A competitive retail marketplace is good for everybody. Customers get better prices, better selection and better service. Retailers are rewarded for competing and winning their business. For that system to work though, you need to have a level playing field for everyone. That’s what the Marketplace Fairness Act is about. Whether you’re a local small business or a big out-of-state warehouse retailer, the same rules should apply.
Letting the biggest online retailers off the hook for collecting sales taxes makes the marketplace less competitive by driving out small local retailers. And letting big out-of-state retailers avoid collecting state and local taxes also hurts communities like my hometown of Sparks, Nevada.
Local stores have proven that we can compete if given the chance. Not only that, we also create local jobs and support local charities and community events. When someone buys something from a neighborhood brick-and-mortar store, that money goes toward paying local salaries and local utilities. It pays local vendors for their help keeping local stores in business collecting local sales taxes. That money goes on to pay local plumbers, accountants, consultants and other retailers in the area. It’s the money we use to pay for our employees’ healthcare and educate our families, supporting the people in our community who deliver these essential services.
When a customer comes to Bag of Bones, a dog store we founded in Sparks, Nevada in 2004, they find a wide variety of dog food options. Pet owners today enjoy an unprecedented selection of specially formulated dog foods for dogs almost any size, shape and age. That selection can be intimidating to new pet owners. That’s why our store gives customers the benefit of a knowledgeable staff to help them find what they need. And when they shop in-store, they get the added value of supporting their local economy and local public services with each purchase.

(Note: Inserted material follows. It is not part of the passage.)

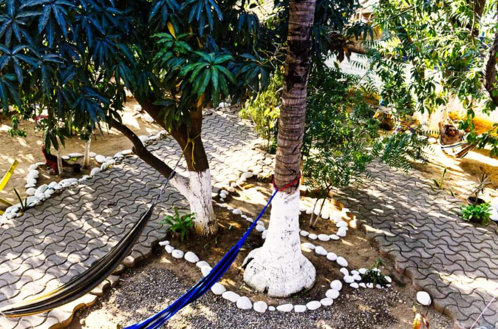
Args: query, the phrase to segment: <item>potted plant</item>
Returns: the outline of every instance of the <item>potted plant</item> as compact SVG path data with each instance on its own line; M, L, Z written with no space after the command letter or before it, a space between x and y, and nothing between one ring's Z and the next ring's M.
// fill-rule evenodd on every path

Now let’s imagine that same customer decides to visit one of our out-of-state online competitors instead. The customer might find many of the same bagged and canned dog foods, but not the locally-made treats we sell at the register. Having gotten customer service previously from our staff, they already know what they want to buy, but they miss out on the conversation that teaches them something new about pet ownership. Not knowing what they’re missing, the customer adds the dog food to their shopping cart. Many online stores already offer free shipping already, and most are not required to charge sales taxes even though customers still have to pay them.
That customer checks out thinking they got a discount in the amount of the sales tax. But that difference in the sales tax is money that no longer goes to pay for state and local services. And since the online retailer is based out-of-state, that money flies off to New York or California, never to return to Sparks. The customer gets no local reinvestment value from their purchase and now has the added responsibility of calculating and sending their sales tax payment to the state on tax day. All because a large out-of-state retailer didn’t want to install some simple tax collection software or have to compete on a level playing field with local retailers like me.
I would love to see this loophole finally close in 2014. Free markets mean better prices, better service and better selection for consumers. They keep the government from micro-managing the retail marketplace by picking who wins and who loses. And even the biggest internet retailers headquartered all the way across the country will still benefit from our strong local economic growth. It’s a win-win for everybody.
Kim Hunter is the owner of Bag of Bones in Sparks, NV.